Netanyahu: Faced with clear red line, Iran will back down on nuclear program
Speaking to UN General Assembly, PM says Islamic Republic could be on brink of producing atomic bomb by next summer.
NEW YORK - Israel doesn't intend to launch a military strike on Iran's nuclear facilities in the next few months, judging by Prime Minister Benjamin Netanyahu's speech to the UN General Assembly on Thursday.
But military action can only be postponed for so long, he warned: In just six to nine months, Iran will be on the brink of acquiring a nuclear weapon. Therefore, the world must draw a clear "red line" to prevent it from reaching this point.
To the astonishment of the assembled diplomats, Netanyahu underscored his point by brandishing a cartoon-like drawing of a bomb with a fuse that showed Iran's progress toward nuclear weapons. The drawing divided this progress into three stages: producing enough low-enriched uranium for a bomb, if further refined to a 90-percent enrichment level; producing enough medium-enriched uranium for the same; and producing enough high-enriched uranium to actually build a bomb.
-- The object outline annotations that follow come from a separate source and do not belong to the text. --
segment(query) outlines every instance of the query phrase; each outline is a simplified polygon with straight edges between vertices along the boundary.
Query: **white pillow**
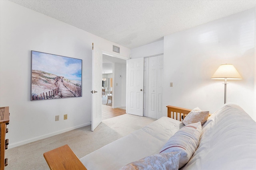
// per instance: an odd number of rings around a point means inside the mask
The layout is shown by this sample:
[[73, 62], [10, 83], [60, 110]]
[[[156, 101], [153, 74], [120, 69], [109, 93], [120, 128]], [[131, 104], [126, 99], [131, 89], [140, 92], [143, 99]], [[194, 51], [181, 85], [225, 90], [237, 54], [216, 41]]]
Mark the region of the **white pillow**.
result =
[[120, 170], [177, 170], [180, 157], [180, 152], [156, 154], [130, 163]]
[[199, 143], [202, 133], [201, 122], [182, 127], [171, 137], [161, 149], [160, 153], [181, 152], [179, 168], [189, 160]]
[[183, 119], [185, 125], [189, 125], [200, 121], [202, 125], [209, 117], [209, 111], [202, 111], [196, 107], [188, 114]]

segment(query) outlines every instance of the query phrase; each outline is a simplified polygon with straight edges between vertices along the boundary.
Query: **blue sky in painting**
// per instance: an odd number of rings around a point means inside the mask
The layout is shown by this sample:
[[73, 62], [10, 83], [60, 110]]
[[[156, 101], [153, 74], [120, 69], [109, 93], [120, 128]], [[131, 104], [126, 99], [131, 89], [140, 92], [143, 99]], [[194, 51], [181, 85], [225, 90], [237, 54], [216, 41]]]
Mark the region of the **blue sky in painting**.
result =
[[82, 81], [82, 60], [32, 51], [32, 70]]

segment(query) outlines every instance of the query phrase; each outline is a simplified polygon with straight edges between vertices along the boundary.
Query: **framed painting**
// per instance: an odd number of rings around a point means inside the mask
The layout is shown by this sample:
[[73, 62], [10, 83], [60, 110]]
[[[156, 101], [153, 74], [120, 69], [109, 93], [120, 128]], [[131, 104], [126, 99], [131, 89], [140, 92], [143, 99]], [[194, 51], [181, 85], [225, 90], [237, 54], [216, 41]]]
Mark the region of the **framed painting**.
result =
[[82, 97], [82, 60], [31, 51], [31, 101]]

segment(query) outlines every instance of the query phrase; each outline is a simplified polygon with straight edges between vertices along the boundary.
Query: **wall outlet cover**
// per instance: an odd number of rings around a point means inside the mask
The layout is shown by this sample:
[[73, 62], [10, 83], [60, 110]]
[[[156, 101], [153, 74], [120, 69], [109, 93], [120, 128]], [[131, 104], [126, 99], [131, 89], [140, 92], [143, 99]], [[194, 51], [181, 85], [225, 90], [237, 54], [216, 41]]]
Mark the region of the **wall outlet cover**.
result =
[[68, 115], [64, 115], [64, 120], [66, 120], [68, 119]]
[[60, 120], [60, 115], [58, 115], [55, 116], [55, 121], [58, 121]]

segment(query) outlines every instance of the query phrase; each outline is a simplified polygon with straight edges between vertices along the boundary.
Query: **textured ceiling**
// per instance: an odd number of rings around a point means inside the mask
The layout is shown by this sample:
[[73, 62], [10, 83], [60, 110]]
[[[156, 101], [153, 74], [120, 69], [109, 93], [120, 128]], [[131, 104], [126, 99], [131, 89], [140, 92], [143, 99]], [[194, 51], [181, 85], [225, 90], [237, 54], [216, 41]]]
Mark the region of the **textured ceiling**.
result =
[[10, 1], [129, 49], [256, 5], [256, 0]]

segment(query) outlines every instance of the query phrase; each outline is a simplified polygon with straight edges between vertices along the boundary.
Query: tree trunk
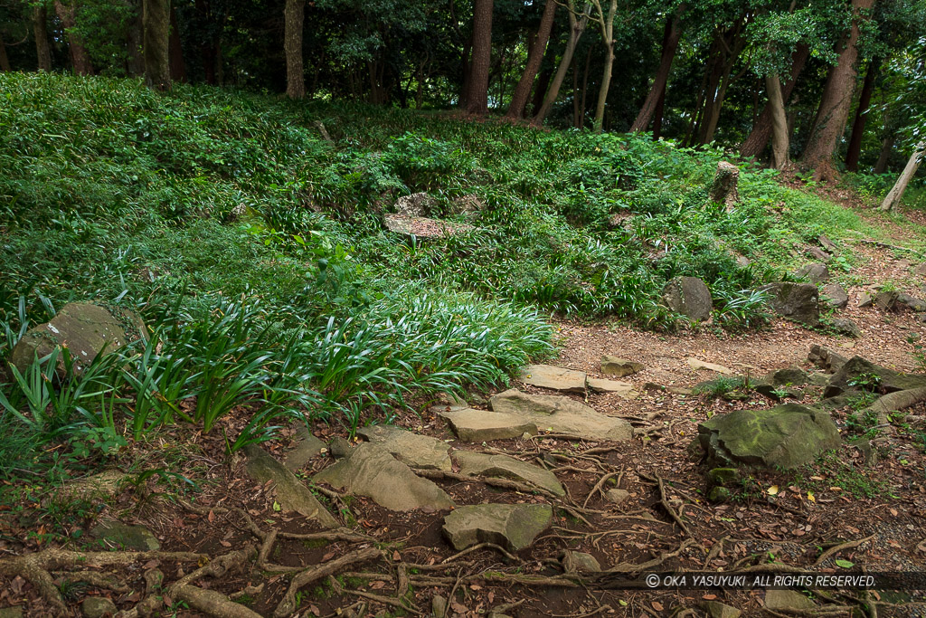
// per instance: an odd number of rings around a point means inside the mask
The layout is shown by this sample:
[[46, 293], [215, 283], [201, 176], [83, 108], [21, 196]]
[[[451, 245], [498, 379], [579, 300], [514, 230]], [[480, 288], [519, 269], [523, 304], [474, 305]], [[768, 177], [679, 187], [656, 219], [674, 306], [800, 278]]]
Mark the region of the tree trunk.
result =
[[144, 78], [148, 86], [170, 89], [170, 0], [144, 0]]
[[[649, 94], [646, 95], [646, 100], [640, 107], [640, 113], [637, 114], [633, 124], [631, 125], [632, 133], [646, 131], [657, 107], [659, 107], [660, 102], [665, 101], [669, 73], [672, 69], [675, 52], [679, 48], [679, 39], [682, 38], [681, 19], [679, 19], [682, 10], [682, 7], [679, 7], [675, 15], [666, 22], [666, 30], [662, 36], [662, 57], [659, 59], [659, 68], [656, 71], [656, 79], [653, 80], [653, 85], [649, 89]], [[659, 119], [659, 123], [661, 125], [661, 119]]]
[[572, 64], [572, 55], [575, 54], [579, 39], [582, 37], [582, 33], [588, 24], [589, 12], [592, 9], [591, 5], [585, 5], [585, 12], [582, 18], [577, 19], [574, 13], [575, 3], [572, 0], [569, 0], [568, 7], [569, 11], [569, 38], [566, 43], [566, 50], [563, 52], [563, 57], [560, 58], [559, 66], [557, 68], [557, 73], [553, 76], [550, 89], [547, 91], [546, 96], [544, 97], [544, 103], [540, 106], [540, 109], [533, 117], [533, 120], [531, 120], [531, 124], [534, 126], [539, 127], [544, 124], [544, 120], [546, 120], [546, 116], [550, 113], [553, 104], [557, 102], [557, 97], [559, 95], [559, 88], [563, 85], [563, 80], [566, 79], [566, 71], [569, 70], [569, 65]]
[[917, 147], [913, 149], [913, 155], [910, 157], [910, 159], [907, 161], [907, 166], [904, 168], [904, 171], [901, 172], [900, 178], [897, 179], [894, 188], [891, 189], [891, 191], [887, 194], [887, 196], [884, 198], [884, 201], [882, 202], [882, 210], [891, 210], [900, 204], [900, 198], [904, 196], [904, 191], [907, 190], [907, 185], [910, 183], [910, 180], [913, 178], [913, 175], [917, 173], [920, 164], [922, 163], [923, 155], [926, 155], [926, 142], [920, 142], [917, 145]]
[[492, 61], [493, 0], [474, 0], [472, 7], [472, 60], [469, 63], [466, 110], [489, 111], [489, 66]]
[[[791, 97], [791, 93], [797, 83], [797, 76], [804, 69], [804, 65], [810, 56], [810, 47], [805, 44], [800, 44], [791, 56], [791, 79], [782, 86], [782, 100], [787, 102]], [[790, 135], [790, 132], [789, 132]], [[753, 123], [753, 130], [749, 136], [740, 145], [740, 155], [743, 157], [758, 157], [765, 150], [771, 137], [771, 107], [766, 104], [759, 114], [758, 119]]]
[[35, 35], [35, 55], [38, 57], [39, 70], [52, 69], [52, 50], [48, 46], [48, 11], [44, 5], [38, 5], [32, 10], [32, 32]]
[[177, 24], [177, 11], [170, 6], [170, 41], [168, 43], [170, 54], [170, 79], [186, 82], [186, 65], [183, 62], [183, 48], [180, 43], [180, 27]]
[[858, 157], [862, 151], [862, 136], [865, 134], [865, 121], [868, 120], [868, 108], [871, 104], [871, 93], [874, 92], [874, 81], [881, 68], [881, 58], [871, 58], [869, 69], [865, 73], [865, 82], [862, 93], [858, 95], [858, 107], [856, 108], [856, 120], [852, 122], [852, 137], [849, 138], [849, 147], [845, 152], [845, 169], [849, 171], [858, 171]]
[[771, 167], [784, 170], [788, 167], [788, 117], [784, 113], [782, 82], [777, 73], [765, 76], [765, 92], [771, 109]]
[[817, 117], [810, 128], [810, 137], [804, 150], [802, 163], [807, 169], [814, 170], [814, 180], [825, 181], [837, 176], [832, 167], [832, 155], [836, 141], [845, 129], [845, 120], [852, 106], [852, 91], [856, 85], [856, 60], [861, 19], [859, 12], [871, 8], [874, 0], [852, 0], [855, 18], [848, 34], [842, 41], [842, 51], [837, 64], [830, 69], [830, 75], [820, 96]]
[[527, 54], [527, 65], [521, 79], [515, 86], [515, 92], [511, 95], [511, 105], [508, 106], [507, 118], [518, 120], [524, 117], [524, 106], [531, 95], [531, 86], [537, 76], [540, 63], [544, 60], [544, 54], [546, 51], [546, 44], [550, 40], [550, 32], [553, 30], [553, 18], [557, 13], [557, 0], [546, 0], [544, 6], [544, 14], [540, 18], [540, 28], [537, 29], [537, 36], [534, 37], [533, 44]]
"Iran's completed the first stage ... and they're 70 percent of the way there," he said. "Now they are well into the second stage. By next spring, at most by next summer at current enrichment rates, they will have finished the medium enrichment and move on to the final stage.
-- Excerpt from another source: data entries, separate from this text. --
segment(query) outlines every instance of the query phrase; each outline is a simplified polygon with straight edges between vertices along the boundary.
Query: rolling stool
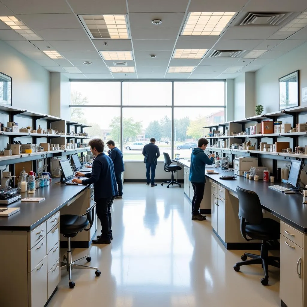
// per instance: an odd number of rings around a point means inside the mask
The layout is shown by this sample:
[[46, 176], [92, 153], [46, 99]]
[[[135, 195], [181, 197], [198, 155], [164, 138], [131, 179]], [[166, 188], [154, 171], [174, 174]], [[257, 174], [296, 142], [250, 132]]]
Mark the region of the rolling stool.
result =
[[[72, 289], [75, 286], [75, 283], [72, 281], [72, 270], [73, 269], [84, 269], [95, 270], [96, 276], [99, 276], [101, 272], [97, 268], [93, 266], [88, 266], [82, 264], [78, 264], [76, 262], [79, 260], [86, 258], [88, 262], [91, 260], [91, 258], [88, 255], [79, 259], [72, 261], [72, 251], [70, 249], [70, 238], [75, 237], [78, 232], [83, 230], [88, 231], [93, 225], [94, 219], [94, 209], [96, 206], [95, 204], [86, 210], [84, 214], [80, 216], [72, 214], [64, 214], [60, 217], [60, 230], [61, 234], [67, 238], [67, 256], [64, 256], [64, 260], [66, 262], [61, 262], [61, 268], [66, 268], [68, 272], [69, 288]], [[85, 229], [89, 223], [90, 228]]]

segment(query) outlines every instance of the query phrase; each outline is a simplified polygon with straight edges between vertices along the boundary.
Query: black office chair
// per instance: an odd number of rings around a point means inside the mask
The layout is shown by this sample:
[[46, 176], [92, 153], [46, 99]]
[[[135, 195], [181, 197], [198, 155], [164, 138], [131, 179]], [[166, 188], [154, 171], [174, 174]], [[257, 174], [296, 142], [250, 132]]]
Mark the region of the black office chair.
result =
[[[63, 214], [60, 217], [60, 231], [64, 237], [67, 238], [67, 256], [64, 256], [64, 260], [66, 262], [61, 262], [61, 268], [66, 268], [68, 272], [69, 288], [73, 288], [75, 286], [75, 283], [72, 281], [72, 270], [73, 269], [88, 269], [95, 270], [95, 274], [96, 276], [99, 276], [101, 272], [97, 268], [93, 266], [88, 266], [82, 264], [78, 264], [75, 262], [77, 261], [86, 258], [88, 262], [92, 260], [88, 255], [82, 257], [75, 261], [72, 260], [72, 251], [70, 249], [70, 238], [75, 237], [78, 232], [83, 230], [88, 231], [91, 227], [94, 219], [94, 209], [96, 204], [89, 208], [84, 214], [80, 216], [72, 214]], [[85, 229], [89, 223], [90, 227]]]
[[[263, 218], [259, 198], [253, 191], [236, 187], [239, 198], [239, 218], [242, 235], [247, 241], [262, 241], [260, 255], [245, 253], [241, 256], [243, 261], [237, 262], [233, 268], [236, 272], [240, 270], [241, 266], [248, 264], [261, 264], [264, 271], [264, 278], [261, 283], [266, 286], [269, 281], [268, 266], [279, 267], [279, 258], [268, 256], [267, 244], [270, 241], [276, 241], [280, 237], [280, 224], [271, 219]], [[247, 236], [251, 239], [248, 239]], [[247, 260], [247, 257], [251, 259]]]
[[171, 163], [173, 162], [176, 161], [176, 160], [171, 160], [169, 155], [167, 153], [163, 153], [163, 155], [164, 157], [164, 170], [167, 173], [169, 173], [170, 172], [172, 172], [172, 177], [170, 180], [168, 181], [165, 181], [164, 182], [162, 182], [161, 184], [161, 185], [163, 185], [164, 183], [168, 183], [168, 185], [167, 187], [169, 188], [170, 185], [174, 185], [174, 184], [175, 183], [176, 185], [179, 185], [179, 187], [181, 187], [181, 185], [179, 182], [177, 182], [177, 181], [175, 181], [174, 180], [174, 173], [176, 173], [177, 171], [179, 171], [180, 169], [182, 169], [181, 166], [178, 166], [178, 165], [171, 165]]

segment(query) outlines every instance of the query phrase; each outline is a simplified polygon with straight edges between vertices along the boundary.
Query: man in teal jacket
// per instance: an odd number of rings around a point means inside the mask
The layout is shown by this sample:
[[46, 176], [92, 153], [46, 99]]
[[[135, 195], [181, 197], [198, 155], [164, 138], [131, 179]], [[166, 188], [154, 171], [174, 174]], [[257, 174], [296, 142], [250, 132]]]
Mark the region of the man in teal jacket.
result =
[[213, 163], [214, 157], [214, 154], [208, 157], [204, 151], [208, 142], [204, 138], [200, 138], [197, 144], [198, 147], [193, 148], [191, 154], [189, 179], [194, 190], [194, 196], [192, 200], [192, 220], [193, 221], [206, 220], [205, 216], [202, 215], [199, 210], [205, 190], [205, 167], [206, 164], [211, 165]]

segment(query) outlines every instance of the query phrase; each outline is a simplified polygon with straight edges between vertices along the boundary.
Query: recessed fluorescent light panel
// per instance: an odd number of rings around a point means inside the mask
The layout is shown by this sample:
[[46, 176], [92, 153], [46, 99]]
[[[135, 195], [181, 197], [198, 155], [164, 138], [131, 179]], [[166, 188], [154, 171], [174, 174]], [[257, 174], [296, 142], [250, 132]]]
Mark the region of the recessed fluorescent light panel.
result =
[[93, 39], [130, 38], [125, 15], [78, 16]]
[[133, 66], [127, 66], [123, 67], [109, 67], [111, 72], [135, 72], [135, 68]]
[[99, 51], [103, 60], [133, 60], [132, 52], [131, 51]]
[[182, 35], [219, 35], [235, 12], [190, 13]]
[[60, 53], [56, 50], [42, 50], [42, 51], [50, 59], [64, 59]]
[[263, 53], [266, 52], [267, 50], [252, 50], [247, 53], [243, 57], [248, 58], [249, 59], [256, 59], [257, 58], [262, 56]]
[[307, 25], [307, 11], [304, 12], [287, 24], [274, 34], [291, 35]]
[[192, 72], [195, 66], [170, 66], [168, 72]]
[[29, 41], [43, 40], [42, 39], [14, 16], [0, 16], [0, 20]]
[[173, 59], [202, 59], [208, 49], [175, 49]]

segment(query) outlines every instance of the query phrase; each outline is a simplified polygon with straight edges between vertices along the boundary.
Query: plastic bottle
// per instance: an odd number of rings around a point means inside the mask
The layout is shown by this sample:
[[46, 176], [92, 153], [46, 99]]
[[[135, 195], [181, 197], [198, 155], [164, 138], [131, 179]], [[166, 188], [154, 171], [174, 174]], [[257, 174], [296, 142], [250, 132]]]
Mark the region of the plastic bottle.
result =
[[30, 172], [28, 178], [28, 192], [29, 193], [33, 193], [35, 191], [35, 177], [32, 171]]

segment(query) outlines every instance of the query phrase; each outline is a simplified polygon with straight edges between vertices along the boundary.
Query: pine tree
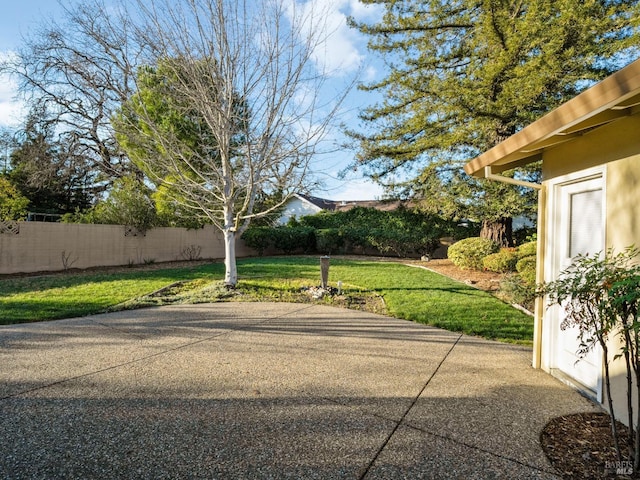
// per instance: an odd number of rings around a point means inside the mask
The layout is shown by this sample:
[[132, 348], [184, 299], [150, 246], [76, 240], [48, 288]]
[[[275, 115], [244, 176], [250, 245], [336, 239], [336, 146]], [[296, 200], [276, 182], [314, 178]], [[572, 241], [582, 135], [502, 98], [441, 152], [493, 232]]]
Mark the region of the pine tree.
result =
[[462, 165], [636, 58], [639, 2], [362, 1], [384, 7], [378, 23], [352, 23], [389, 70], [361, 86], [382, 101], [348, 132], [355, 166], [508, 244], [510, 218], [535, 211], [535, 194]]

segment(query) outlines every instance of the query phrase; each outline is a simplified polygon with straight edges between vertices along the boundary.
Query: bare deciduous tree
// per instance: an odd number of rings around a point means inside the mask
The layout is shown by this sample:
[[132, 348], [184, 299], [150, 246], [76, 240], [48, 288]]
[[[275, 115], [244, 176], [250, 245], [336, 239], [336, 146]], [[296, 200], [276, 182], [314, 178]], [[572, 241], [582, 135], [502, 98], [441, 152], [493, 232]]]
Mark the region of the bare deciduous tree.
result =
[[126, 159], [110, 117], [131, 94], [144, 47], [129, 35], [129, 19], [114, 18], [101, 0], [66, 7], [64, 18], [35, 29], [0, 62], [0, 72], [16, 79], [30, 110], [47, 113], [39, 121], [55, 127], [69, 152], [119, 177]]
[[[236, 237], [303, 188], [346, 93], [320, 99], [326, 76], [313, 55], [326, 34], [324, 17], [283, 0], [140, 0], [136, 6], [129, 18], [150, 49], [151, 67], [165, 72], [165, 107], [195, 120], [197, 135], [187, 142], [167, 128], [154, 95], [140, 89], [116, 128], [154, 182], [223, 231], [225, 283], [235, 286]], [[279, 201], [257, 208], [264, 194], [278, 194]]]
"From there, it's only a few months, possibly a few weeks before they get enough enriched uranium for the first bomb."
He then slashed his own red line across the diagram, just before the end of the second stage. "The red line should be drawn right here," he stressed. "Before Iran completes the second stage of nuclear enrichment necessary to make a bomb. Before Iran gets to a point where it's a few months away or a few weeks away from amassing enough enriched uranium to make a nuclear weapon."
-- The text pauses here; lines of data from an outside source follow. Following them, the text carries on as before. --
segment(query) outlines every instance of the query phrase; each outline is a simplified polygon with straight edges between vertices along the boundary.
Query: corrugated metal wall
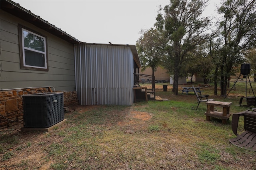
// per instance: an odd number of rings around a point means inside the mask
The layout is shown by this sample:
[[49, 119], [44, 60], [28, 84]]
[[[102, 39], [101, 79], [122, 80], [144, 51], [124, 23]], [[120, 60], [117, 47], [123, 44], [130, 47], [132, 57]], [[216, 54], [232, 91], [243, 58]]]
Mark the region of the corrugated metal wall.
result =
[[75, 45], [75, 56], [80, 104], [132, 104], [133, 55], [130, 47]]

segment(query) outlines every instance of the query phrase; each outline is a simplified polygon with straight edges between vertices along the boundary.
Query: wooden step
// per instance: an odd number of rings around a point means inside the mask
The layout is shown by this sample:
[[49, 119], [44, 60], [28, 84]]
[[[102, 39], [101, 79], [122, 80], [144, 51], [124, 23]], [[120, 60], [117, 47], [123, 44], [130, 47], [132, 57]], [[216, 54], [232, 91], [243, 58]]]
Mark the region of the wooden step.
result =
[[160, 100], [160, 101], [162, 101], [163, 99], [162, 99], [162, 98], [161, 98], [160, 97], [160, 96], [156, 96], [156, 100]]

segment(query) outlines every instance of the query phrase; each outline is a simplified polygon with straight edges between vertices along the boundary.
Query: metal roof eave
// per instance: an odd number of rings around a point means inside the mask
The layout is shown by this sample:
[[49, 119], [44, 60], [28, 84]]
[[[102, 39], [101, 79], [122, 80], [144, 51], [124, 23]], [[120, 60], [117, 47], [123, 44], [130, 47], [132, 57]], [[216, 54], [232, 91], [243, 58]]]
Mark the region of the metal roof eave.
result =
[[1, 0], [1, 9], [72, 43], [81, 41], [11, 0]]
[[136, 48], [136, 46], [135, 45], [130, 45], [129, 44], [102, 44], [102, 43], [82, 43], [86, 45], [109, 45], [109, 46], [128, 46], [130, 47], [133, 55], [133, 59], [135, 61], [136, 64], [138, 66], [139, 68], [141, 67], [141, 64], [140, 62], [140, 59], [139, 59], [139, 56], [138, 54], [137, 51], [137, 49]]

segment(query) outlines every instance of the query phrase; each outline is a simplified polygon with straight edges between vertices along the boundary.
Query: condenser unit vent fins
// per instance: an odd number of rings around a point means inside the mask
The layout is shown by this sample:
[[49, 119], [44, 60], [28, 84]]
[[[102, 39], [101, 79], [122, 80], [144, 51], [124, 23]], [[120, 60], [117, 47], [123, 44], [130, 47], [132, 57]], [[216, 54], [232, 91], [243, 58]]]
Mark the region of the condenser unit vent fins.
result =
[[63, 93], [22, 96], [24, 127], [47, 128], [64, 120]]

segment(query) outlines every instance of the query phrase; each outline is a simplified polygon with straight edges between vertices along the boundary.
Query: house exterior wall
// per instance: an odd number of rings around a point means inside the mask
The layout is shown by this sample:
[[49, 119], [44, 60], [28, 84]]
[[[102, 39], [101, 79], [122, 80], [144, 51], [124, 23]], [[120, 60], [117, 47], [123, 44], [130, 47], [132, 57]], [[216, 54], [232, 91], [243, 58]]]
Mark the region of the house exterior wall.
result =
[[133, 55], [128, 46], [75, 45], [76, 91], [81, 105], [131, 105]]
[[[48, 71], [20, 68], [18, 24], [47, 37]], [[75, 90], [74, 45], [1, 10], [1, 89], [54, 86]]]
"I believe that faced with a clear red line, Iran will back down," he added. "This will give more time for sanctions and diplomacy to convince Iran to dismantle its nuclear weapons program altogether."
Netanyahu delivered the speech shortly before a scheduled late-night meeting with U.S. Secretary of State Hillary Clinton. On Friday he is expected to hold a telephone conversation with U.S. President Barack Obama - their second in two weeks.
Netanyahu refrained from attacking Obama in his speech, and even praised him for mobilizing the world to impose sanctions on Iran. He also said that Israel and the United States were working together on the Iranian issue.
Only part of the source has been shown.